[Zope-dev] ZCatalog with UTF-8 Chinese

Sin Hang Kin kentsin@poboxes.com
Thu, 28 Sep 2000 08:08:41 +0800


Dear Developer:

Trying to short-cut UNTEXTINDEX to handle UTF-8 Chinese, I need some help.

After reading some code of query, I think the regular expression operations
which in parse, quotes and parse2 were not safe for utf8 string. So, I
decide to emulate what they do. However, I do not understand what getlexicon
is doing and I would like to learn what  q should looks like before it is
passed to evaluate. I do not understand that vocabulary seems to store like
integer, is getlexicon a step to look up the string to convert them to
integer? I am getting lost.

Could some experienced developer help me out of these?

Rgs,

Kent Sin
---------------------------------
kentsin.weblogs.com
kentsin.imeme.net


def query(self, s, default_operator = Or, ws = (string.whitespace,)):

"""

This is called by TextIndexes.
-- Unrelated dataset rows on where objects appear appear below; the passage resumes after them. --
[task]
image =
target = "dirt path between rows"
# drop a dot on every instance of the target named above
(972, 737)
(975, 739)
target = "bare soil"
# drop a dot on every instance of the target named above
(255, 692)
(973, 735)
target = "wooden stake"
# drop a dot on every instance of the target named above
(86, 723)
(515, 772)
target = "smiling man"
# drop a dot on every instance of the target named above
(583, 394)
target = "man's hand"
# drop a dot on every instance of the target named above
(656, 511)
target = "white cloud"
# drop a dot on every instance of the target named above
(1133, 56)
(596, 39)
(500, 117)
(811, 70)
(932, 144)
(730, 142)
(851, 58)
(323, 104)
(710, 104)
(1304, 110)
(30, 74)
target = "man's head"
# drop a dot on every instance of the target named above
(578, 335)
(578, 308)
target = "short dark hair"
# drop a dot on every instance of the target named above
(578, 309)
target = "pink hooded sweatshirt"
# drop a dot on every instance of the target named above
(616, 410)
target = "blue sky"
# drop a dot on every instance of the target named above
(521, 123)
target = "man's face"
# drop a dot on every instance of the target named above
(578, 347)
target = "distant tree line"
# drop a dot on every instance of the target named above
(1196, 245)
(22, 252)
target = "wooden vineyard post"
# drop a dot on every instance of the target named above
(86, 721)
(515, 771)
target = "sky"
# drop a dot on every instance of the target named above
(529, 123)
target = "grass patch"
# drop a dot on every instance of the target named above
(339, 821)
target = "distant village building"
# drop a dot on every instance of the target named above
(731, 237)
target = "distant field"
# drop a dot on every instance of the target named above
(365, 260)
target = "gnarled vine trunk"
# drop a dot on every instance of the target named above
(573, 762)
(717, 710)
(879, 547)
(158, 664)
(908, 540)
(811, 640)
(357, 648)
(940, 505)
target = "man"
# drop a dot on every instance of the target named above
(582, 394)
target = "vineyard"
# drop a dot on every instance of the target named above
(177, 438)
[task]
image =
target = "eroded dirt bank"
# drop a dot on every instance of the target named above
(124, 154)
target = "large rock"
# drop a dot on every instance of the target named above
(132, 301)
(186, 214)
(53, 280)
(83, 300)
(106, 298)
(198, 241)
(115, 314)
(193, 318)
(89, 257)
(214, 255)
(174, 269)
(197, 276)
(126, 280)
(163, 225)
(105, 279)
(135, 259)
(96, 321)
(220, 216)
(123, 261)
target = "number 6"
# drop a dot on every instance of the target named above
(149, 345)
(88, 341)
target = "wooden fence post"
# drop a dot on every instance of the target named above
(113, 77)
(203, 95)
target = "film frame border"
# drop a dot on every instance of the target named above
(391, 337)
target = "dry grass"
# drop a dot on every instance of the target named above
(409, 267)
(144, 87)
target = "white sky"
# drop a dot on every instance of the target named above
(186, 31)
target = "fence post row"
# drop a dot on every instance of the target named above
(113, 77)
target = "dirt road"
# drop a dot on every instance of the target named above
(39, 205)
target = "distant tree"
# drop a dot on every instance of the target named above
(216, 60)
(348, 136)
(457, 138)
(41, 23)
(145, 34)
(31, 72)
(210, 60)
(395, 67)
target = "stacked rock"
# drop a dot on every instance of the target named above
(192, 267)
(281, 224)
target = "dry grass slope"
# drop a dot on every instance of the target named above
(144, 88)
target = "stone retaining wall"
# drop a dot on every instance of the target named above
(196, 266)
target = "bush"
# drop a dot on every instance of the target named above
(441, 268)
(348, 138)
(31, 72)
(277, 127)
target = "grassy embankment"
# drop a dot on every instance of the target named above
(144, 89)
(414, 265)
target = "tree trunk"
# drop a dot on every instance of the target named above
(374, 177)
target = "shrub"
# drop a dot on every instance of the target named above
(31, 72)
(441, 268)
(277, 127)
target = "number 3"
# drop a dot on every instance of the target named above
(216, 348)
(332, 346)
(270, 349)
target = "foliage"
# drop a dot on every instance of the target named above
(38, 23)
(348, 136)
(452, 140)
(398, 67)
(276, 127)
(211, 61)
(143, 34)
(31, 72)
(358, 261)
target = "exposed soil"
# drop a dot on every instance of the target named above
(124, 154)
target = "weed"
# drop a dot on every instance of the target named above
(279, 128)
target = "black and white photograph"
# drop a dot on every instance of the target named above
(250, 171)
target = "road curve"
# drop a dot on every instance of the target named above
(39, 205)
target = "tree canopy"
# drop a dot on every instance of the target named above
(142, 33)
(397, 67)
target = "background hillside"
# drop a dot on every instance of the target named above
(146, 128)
A 'query term' which is a string

's' is passed in, along with an index object. s is parsed, then

the wildcards are parsed, then something is parsed again, then the

whole thing is 'evaluated'

"""

# First replace any occurences of " and not " with " andnot "

s = ts_regex.gsub('[%s]+and[%s]*not[%s]+' % (ws * 3), ' andnot ', s)

# do some parsing

q = parse(s)

## here, we give lexicons a chance to transform the query.

## For example, substitute wildcards, or translate words into

## various languages.

q = self.getLexicon(self._lexicon).query_hook(q)

# do some more parsing

q = parse2(q, default_operator)

## evalute the final 'expression'

return self.evaluate(q)